She tightened her arms around mine, hugging it to her. “Now Lucifer addressed the Legion: ‘What is to stop us from becoming their kings? Their gods? What else could we possibly be to these new creatures? Let us walk in the garden as he does. Let us be as gods to them and exercise our influence over them and turn them away from this fellowship with Elohim, as we have turned away.’”
We paused before a statue of the falcon-headed Horus. I hesitated and then marveled at her implication. Did I imagine it, or had she winked at it? I shuddered. She nuzzled my shoulder, her eyes on the statue. My head was spinning.
“Lucifer became obsessed with the humans. I didn’t know what to make of his fixation. I had never seen him like this. Even in the throes of his failed ascent, he had never been so intent, driven by such singularity of purpose. He studied them. He lost interest in the new world. He forgot us and even ceased to taunt El. The whole world had shrunk to this one thing: the humans.” She leaned away, her arm never leaving mine, to inspect a burial mask with vacant eyes and dark, curling hair, to trace its shape on the Plexiglas.

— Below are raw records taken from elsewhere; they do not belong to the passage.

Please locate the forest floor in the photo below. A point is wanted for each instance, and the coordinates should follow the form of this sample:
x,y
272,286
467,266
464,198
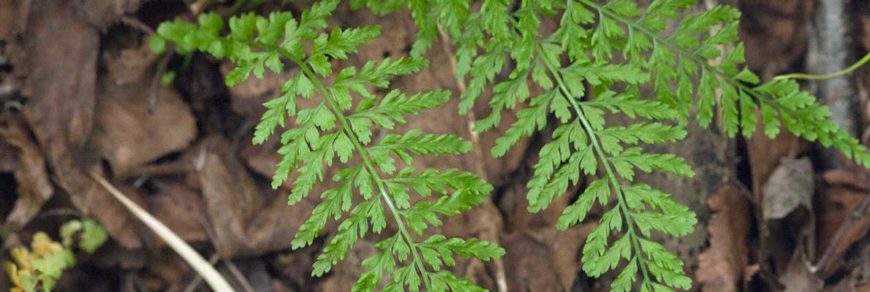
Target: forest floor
x,y
80,92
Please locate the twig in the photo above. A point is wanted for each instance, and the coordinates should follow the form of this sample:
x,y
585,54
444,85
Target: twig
x,y
198,279
477,152
238,275
137,24
207,271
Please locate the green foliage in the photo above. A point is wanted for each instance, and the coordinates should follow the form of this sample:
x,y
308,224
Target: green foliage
x,y
39,267
594,64
691,69
376,177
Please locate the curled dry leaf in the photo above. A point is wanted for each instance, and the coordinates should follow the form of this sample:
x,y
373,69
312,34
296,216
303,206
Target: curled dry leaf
x,y
722,265
255,223
790,186
34,186
180,208
799,277
126,134
61,85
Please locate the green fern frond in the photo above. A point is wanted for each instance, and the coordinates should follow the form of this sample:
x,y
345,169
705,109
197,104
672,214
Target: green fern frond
x,y
686,67
334,130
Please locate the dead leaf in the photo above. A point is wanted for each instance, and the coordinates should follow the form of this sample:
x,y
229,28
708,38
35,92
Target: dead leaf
x,y
774,33
530,266
34,187
61,84
8,157
840,227
765,155
104,13
722,265
790,186
126,134
799,278
246,220
787,214
180,209
346,272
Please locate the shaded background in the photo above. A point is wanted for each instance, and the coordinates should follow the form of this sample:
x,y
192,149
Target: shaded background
x,y
80,92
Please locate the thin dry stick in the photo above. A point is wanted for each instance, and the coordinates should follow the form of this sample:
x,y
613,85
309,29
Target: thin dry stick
x,y
198,279
238,275
477,152
207,271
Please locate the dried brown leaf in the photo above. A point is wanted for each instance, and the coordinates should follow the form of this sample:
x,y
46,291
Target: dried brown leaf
x,y
722,265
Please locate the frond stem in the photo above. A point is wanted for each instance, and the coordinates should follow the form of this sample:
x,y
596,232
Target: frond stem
x,y
614,182
367,163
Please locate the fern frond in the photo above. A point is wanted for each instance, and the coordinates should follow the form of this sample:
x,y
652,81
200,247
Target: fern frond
x,y
330,131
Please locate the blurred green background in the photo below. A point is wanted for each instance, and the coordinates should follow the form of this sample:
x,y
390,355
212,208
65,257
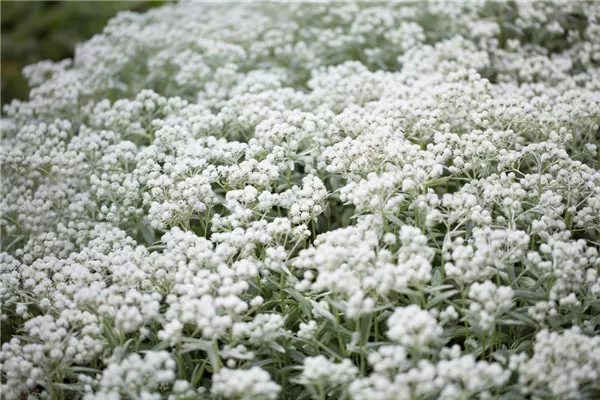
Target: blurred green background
x,y
34,30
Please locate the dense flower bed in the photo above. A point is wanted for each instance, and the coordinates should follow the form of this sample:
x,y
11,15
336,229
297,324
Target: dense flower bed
x,y
345,201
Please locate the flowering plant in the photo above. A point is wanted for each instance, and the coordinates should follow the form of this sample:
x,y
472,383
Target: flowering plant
x,y
333,200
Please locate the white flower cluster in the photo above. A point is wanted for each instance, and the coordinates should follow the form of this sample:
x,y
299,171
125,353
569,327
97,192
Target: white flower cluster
x,y
267,200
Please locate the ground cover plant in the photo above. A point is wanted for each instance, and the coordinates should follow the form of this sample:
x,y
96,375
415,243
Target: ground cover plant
x,y
332,200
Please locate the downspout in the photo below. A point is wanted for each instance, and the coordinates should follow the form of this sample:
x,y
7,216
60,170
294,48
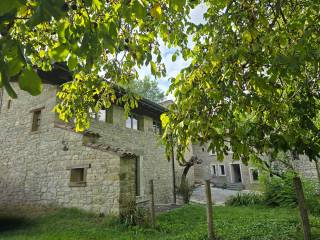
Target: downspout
x,y
173,178
318,169
1,96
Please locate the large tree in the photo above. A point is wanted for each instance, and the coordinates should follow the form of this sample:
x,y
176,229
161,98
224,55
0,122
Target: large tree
x,y
102,42
254,80
147,88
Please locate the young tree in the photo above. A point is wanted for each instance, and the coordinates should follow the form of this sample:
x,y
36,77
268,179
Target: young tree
x,y
147,88
92,37
254,81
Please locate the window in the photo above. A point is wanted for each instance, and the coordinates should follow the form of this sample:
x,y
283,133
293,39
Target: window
x,y
77,177
254,175
132,122
212,152
9,104
36,120
222,170
137,177
213,170
101,115
157,129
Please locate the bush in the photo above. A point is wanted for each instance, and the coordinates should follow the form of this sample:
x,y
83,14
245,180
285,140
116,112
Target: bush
x,y
185,190
281,192
132,215
245,199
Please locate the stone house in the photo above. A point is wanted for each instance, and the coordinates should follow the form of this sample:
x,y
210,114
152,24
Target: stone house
x,y
43,161
235,174
227,174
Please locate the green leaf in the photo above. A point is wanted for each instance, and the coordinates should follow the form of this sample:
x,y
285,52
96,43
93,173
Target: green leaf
x,y
14,58
8,5
46,10
156,11
139,10
177,4
30,81
96,4
72,62
153,68
6,84
59,54
1,82
62,31
174,57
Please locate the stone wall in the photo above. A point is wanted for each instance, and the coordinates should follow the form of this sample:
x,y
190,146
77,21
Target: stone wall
x,y
35,166
145,144
204,170
307,168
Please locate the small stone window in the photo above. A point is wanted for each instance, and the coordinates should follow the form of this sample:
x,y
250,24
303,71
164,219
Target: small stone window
x,y
132,122
157,128
214,170
222,170
36,119
254,175
9,104
137,177
78,176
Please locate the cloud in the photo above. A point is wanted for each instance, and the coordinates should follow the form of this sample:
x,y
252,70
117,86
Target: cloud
x,y
174,68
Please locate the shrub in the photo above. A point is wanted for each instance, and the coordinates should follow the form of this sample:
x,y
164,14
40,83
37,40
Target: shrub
x,y
131,215
281,192
245,199
185,190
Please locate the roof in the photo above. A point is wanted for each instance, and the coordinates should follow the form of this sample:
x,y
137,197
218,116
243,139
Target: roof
x,y
60,75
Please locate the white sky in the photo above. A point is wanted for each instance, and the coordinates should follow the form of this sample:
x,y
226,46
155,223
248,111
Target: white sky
x,y
173,68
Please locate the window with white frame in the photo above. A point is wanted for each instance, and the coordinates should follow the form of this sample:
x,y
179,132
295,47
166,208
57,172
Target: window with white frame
x,y
254,175
222,170
214,170
132,122
212,152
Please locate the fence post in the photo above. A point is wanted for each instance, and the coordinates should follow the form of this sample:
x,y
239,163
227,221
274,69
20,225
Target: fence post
x,y
152,209
302,208
211,235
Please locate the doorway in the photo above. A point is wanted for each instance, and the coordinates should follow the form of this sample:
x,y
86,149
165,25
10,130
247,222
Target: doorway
x,y
236,173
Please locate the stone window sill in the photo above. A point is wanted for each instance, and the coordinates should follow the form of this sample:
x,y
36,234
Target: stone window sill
x,y
35,132
141,199
77,184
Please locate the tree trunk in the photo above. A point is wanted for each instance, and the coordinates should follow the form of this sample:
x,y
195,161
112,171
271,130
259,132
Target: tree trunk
x,y
318,169
184,174
302,208
184,186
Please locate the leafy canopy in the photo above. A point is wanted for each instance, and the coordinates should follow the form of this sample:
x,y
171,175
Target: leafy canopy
x,y
102,42
147,88
254,83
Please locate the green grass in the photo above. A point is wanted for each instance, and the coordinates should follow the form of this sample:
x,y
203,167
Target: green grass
x,y
187,223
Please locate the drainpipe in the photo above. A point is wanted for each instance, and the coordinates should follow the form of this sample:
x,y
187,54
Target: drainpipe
x,y
1,95
173,178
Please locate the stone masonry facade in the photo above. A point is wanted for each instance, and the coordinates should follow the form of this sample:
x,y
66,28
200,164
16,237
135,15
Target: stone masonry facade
x,y
237,174
35,166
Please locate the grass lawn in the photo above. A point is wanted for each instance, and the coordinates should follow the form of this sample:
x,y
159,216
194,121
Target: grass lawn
x,y
187,223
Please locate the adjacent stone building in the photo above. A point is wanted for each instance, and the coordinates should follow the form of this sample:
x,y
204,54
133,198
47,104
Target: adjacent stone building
x,y
236,175
43,161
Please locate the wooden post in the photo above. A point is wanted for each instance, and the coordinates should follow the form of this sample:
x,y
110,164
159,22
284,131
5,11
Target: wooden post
x,y
152,209
302,208
211,235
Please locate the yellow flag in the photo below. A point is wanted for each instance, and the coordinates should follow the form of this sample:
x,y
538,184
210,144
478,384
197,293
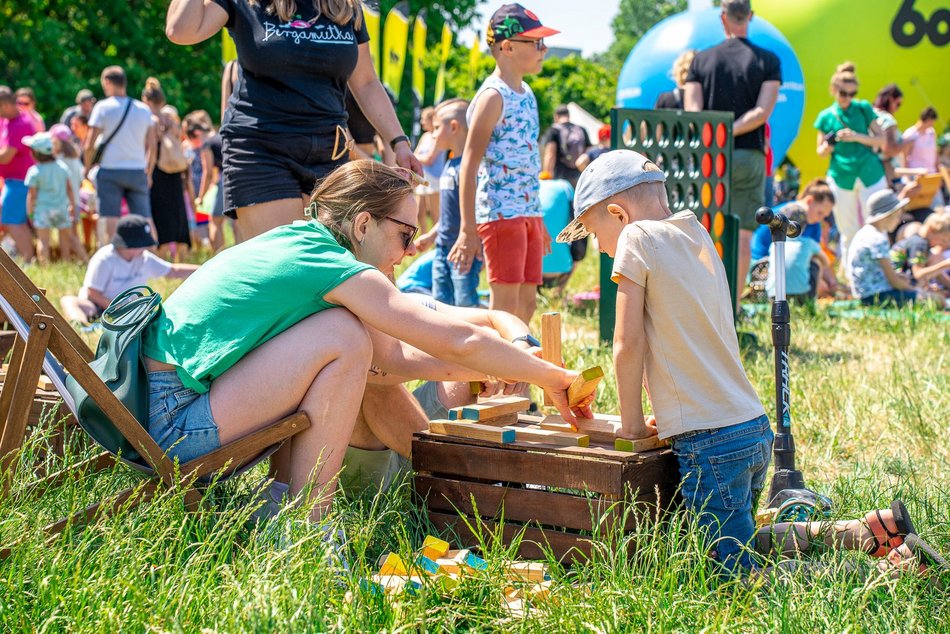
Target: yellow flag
x,y
228,51
371,17
419,30
443,59
395,42
474,56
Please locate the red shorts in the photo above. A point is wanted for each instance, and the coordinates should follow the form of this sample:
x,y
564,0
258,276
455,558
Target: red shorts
x,y
513,250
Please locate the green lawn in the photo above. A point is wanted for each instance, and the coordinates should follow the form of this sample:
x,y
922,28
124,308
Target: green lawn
x,y
871,407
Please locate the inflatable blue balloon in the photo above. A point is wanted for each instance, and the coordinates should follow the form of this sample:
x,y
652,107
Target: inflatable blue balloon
x,y
648,70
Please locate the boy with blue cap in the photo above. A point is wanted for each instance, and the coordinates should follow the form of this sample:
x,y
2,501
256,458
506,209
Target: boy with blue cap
x,y
675,335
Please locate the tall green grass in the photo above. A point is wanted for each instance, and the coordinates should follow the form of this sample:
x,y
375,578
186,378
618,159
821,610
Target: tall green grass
x,y
870,407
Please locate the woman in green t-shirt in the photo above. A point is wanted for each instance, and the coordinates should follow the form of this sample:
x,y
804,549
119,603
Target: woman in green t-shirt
x,y
849,132
277,324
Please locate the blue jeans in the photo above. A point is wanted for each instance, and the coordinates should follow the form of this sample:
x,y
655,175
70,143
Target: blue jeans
x,y
179,419
723,473
451,287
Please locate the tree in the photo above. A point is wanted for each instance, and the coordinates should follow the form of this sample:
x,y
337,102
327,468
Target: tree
x,y
634,19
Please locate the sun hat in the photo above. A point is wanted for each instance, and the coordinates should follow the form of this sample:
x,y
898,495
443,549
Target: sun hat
x,y
133,232
512,20
607,175
883,204
42,142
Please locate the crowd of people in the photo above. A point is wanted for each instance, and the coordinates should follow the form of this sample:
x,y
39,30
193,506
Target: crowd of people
x,y
303,314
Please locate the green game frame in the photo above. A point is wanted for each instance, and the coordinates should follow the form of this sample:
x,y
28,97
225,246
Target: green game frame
x,y
694,149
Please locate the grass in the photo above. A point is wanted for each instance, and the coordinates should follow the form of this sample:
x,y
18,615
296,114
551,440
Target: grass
x,y
870,404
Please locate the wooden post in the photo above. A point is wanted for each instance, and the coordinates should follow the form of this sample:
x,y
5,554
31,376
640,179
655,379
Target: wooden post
x,y
551,344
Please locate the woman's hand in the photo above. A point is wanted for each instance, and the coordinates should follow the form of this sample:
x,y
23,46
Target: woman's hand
x,y
405,158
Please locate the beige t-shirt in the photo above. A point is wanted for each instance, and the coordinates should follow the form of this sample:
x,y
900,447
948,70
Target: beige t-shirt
x,y
692,364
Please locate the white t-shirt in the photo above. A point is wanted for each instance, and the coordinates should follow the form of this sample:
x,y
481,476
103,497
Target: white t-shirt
x,y
126,151
110,273
692,360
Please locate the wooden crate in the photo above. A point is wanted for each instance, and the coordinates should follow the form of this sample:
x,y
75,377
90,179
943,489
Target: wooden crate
x,y
555,494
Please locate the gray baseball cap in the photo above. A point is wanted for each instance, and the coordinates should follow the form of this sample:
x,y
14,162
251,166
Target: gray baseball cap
x,y
607,175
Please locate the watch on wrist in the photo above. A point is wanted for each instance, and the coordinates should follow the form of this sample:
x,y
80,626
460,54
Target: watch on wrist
x,y
530,340
397,140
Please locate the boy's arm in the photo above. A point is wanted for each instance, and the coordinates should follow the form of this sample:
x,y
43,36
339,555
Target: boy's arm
x,y
488,109
629,354
897,281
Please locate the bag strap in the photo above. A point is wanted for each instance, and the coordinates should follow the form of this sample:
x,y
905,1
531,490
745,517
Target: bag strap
x,y
102,148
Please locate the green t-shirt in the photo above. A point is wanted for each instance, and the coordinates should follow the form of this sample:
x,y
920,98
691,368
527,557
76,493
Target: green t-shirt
x,y
850,161
245,296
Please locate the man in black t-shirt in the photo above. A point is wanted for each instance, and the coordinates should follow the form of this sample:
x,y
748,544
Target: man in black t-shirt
x,y
739,77
563,144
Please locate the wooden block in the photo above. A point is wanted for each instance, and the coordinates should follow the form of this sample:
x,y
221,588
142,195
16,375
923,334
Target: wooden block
x,y
393,565
584,385
642,444
551,343
565,438
599,430
434,548
471,430
492,408
527,570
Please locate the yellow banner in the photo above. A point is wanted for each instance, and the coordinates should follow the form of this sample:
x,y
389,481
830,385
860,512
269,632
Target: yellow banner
x,y
371,16
443,59
419,30
474,56
395,43
228,51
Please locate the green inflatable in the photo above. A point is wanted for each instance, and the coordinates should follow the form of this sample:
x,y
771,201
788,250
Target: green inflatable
x,y
890,41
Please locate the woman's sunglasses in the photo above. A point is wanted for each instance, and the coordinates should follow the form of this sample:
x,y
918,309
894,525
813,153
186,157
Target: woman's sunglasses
x,y
407,238
538,44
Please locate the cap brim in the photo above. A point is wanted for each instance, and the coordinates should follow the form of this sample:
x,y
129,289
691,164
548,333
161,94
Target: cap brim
x,y
573,231
539,32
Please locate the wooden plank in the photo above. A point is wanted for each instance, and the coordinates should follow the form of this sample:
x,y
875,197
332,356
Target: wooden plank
x,y
515,504
584,385
641,444
566,547
558,437
471,430
491,408
551,344
499,464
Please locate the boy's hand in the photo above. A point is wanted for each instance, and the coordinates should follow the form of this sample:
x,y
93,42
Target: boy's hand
x,y
464,251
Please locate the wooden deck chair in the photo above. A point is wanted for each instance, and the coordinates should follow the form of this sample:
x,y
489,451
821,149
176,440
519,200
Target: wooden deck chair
x,y
46,341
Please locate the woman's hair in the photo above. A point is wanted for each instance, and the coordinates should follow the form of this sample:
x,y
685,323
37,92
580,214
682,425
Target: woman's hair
x,y
340,11
66,149
844,74
153,92
358,186
42,158
886,96
681,66
818,189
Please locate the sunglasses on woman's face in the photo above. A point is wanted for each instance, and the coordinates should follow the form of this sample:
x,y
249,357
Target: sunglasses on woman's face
x,y
538,44
407,238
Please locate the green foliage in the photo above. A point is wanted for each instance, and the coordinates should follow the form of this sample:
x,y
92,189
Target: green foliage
x,y
58,47
634,19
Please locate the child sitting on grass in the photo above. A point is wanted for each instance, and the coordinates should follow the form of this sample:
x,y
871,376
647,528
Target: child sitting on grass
x,y
117,267
675,332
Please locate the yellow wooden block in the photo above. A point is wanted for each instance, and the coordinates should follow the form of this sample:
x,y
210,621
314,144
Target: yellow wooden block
x,y
434,548
393,565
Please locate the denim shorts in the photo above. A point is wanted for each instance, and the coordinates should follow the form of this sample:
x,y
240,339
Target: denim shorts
x,y
179,419
723,472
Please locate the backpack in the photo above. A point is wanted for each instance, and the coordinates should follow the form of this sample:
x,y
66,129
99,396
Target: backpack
x,y
572,142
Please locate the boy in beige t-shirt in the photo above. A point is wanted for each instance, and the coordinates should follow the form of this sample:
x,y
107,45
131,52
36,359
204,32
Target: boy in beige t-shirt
x,y
675,334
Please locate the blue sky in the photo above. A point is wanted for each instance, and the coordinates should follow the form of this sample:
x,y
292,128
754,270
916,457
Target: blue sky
x,y
584,24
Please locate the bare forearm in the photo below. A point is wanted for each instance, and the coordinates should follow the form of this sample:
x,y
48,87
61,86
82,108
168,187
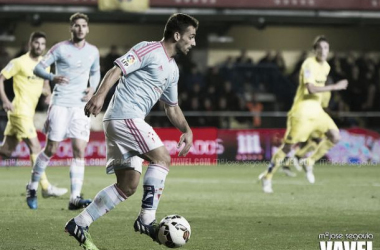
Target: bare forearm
x,y
46,89
316,89
177,118
3,96
111,77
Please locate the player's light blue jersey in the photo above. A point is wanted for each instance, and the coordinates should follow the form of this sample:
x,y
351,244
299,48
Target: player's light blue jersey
x,y
149,75
76,64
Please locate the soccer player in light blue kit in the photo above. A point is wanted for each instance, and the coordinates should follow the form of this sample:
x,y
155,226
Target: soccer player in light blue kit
x,y
147,73
77,63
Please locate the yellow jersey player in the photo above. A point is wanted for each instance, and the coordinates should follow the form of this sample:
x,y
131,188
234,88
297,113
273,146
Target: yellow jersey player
x,y
310,145
314,139
27,88
307,114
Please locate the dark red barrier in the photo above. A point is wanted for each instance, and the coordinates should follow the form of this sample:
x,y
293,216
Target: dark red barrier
x,y
220,146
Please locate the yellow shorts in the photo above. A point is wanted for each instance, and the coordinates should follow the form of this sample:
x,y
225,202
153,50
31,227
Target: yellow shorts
x,y
20,127
300,129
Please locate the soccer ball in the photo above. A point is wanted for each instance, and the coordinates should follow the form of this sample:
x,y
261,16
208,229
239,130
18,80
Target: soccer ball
x,y
174,231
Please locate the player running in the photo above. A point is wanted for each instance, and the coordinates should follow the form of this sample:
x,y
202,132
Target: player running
x,y
77,63
147,73
307,114
27,88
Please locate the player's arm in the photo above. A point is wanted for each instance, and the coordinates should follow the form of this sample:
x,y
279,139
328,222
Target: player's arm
x,y
341,85
46,91
40,69
176,117
95,104
7,105
94,79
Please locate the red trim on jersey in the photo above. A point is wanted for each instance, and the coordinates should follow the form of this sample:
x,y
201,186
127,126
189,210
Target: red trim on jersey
x,y
133,132
120,192
142,138
121,66
137,55
149,50
58,45
149,45
166,52
159,166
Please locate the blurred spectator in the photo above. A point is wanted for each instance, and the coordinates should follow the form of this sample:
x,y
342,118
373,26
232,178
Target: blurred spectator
x,y
110,58
244,59
254,106
194,77
23,50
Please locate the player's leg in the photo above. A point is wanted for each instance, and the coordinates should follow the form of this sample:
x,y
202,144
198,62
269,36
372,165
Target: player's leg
x,y
332,138
278,159
154,182
47,189
11,138
56,127
39,168
120,142
8,145
77,175
104,201
326,125
298,130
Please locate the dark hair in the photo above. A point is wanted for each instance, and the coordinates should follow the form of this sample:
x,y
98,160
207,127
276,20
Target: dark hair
x,y
179,22
36,35
319,39
77,16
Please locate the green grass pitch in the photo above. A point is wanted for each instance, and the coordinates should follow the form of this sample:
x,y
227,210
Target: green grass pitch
x,y
224,205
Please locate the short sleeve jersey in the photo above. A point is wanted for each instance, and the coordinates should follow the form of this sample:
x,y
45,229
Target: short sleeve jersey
x,y
76,64
315,73
149,75
26,86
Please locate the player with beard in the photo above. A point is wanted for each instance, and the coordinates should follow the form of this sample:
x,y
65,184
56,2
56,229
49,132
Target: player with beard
x,y
77,63
147,73
27,88
307,115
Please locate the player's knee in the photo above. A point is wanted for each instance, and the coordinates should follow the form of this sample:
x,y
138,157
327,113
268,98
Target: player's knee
x,y
5,152
287,148
165,160
50,149
127,190
335,139
35,149
78,153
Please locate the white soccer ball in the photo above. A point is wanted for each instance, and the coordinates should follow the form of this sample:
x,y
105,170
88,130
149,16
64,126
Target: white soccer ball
x,y
174,231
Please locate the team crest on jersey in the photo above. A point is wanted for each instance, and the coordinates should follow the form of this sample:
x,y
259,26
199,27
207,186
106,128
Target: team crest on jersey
x,y
307,73
8,67
129,60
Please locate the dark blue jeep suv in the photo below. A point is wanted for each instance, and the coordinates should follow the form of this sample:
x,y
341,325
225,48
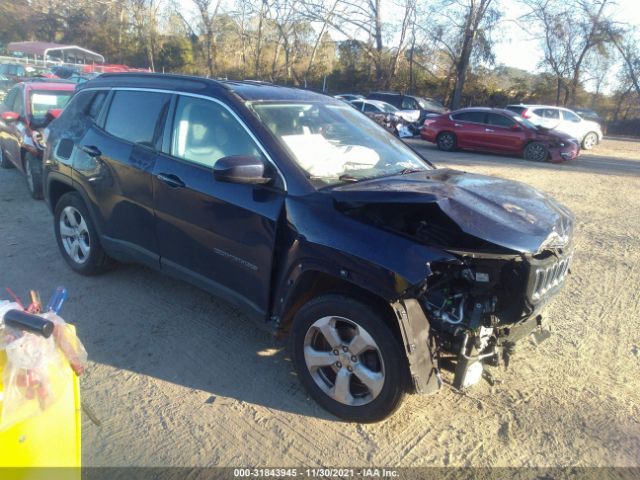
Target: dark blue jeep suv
x,y
292,205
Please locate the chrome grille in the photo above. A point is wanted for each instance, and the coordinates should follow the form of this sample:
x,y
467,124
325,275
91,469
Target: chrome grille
x,y
550,277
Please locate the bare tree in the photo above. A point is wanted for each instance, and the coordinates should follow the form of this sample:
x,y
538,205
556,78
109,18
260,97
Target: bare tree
x,y
207,18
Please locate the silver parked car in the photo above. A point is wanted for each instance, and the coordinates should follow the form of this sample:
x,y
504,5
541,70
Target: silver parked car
x,y
589,133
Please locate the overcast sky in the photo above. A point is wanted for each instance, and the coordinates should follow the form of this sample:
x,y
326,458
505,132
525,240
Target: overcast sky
x,y
514,47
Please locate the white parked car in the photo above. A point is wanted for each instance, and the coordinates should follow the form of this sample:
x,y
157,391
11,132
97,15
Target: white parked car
x,y
589,133
378,106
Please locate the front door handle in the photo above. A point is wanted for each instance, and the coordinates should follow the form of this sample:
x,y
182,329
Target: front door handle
x,y
91,150
172,180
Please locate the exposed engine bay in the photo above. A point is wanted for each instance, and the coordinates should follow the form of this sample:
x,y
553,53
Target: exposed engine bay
x,y
480,305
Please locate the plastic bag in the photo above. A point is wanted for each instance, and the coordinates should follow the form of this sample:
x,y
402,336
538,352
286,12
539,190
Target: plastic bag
x,y
35,375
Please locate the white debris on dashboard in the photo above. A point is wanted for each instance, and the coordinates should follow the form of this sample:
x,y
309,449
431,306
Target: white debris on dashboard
x,y
320,157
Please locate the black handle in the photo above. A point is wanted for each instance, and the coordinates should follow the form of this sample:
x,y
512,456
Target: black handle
x,y
91,150
172,180
28,322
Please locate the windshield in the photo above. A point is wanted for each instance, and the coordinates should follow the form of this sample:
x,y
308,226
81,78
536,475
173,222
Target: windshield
x,y
335,144
45,100
429,104
525,123
387,108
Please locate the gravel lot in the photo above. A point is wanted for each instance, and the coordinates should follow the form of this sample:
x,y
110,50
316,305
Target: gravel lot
x,y
180,378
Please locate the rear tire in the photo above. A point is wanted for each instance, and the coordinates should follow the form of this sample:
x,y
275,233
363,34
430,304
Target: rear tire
x,y
447,141
348,359
33,174
77,237
536,152
4,161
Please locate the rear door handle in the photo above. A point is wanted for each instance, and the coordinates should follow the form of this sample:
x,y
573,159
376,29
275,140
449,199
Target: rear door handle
x,y
91,150
172,180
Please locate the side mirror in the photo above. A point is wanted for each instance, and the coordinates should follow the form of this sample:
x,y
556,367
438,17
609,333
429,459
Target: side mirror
x,y
9,116
241,169
54,113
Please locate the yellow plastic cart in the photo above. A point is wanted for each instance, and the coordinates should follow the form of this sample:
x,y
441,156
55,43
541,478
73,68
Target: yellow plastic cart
x,y
50,439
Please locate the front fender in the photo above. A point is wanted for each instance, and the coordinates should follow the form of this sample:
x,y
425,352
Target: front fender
x,y
319,238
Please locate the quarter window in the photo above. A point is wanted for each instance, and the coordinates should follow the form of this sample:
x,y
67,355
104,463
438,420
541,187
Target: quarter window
x,y
137,116
474,117
10,99
499,120
204,132
409,104
570,116
552,113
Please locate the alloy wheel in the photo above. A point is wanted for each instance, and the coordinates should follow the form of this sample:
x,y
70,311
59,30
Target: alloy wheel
x,y
536,152
75,235
589,141
446,141
344,361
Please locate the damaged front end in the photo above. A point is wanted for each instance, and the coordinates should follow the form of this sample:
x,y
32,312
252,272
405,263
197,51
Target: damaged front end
x,y
479,305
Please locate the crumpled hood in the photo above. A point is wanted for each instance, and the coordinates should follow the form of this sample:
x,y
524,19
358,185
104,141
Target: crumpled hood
x,y
504,212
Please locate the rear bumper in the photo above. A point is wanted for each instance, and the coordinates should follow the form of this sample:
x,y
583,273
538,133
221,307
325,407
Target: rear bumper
x,y
563,154
428,134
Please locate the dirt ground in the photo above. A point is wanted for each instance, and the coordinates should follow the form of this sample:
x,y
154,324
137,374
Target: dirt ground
x,y
180,378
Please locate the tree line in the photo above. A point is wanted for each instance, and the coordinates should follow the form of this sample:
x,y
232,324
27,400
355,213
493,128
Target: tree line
x,y
437,48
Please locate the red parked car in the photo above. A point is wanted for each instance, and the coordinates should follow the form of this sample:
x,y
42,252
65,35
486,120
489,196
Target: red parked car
x,y
499,131
24,113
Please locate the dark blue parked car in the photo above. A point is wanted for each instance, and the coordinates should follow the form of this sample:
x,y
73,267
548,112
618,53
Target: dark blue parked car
x,y
297,208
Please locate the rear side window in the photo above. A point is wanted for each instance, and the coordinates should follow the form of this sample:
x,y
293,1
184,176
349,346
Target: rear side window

“He prowled the garden, inspecting for himself the handiwork of El like the jealous critic who judges the craftsmanship of the master, turning the work slowly between his hands, searching for the slightest weakness.” Her finger squeaked down the front of the display case. “And who, after long days and years of searching, finds it at last.”
For the last ten minutes or so there had been a new flow of visitors circulating through the room, coming in and out of the entrances on adjacent sides of the gallery. And so I paid no particular attention to the couple that entered the room just then until I felt, rather than saw, one of them falter. I glanced up just as Lucian twined both arms around mine once more.
Aubrey.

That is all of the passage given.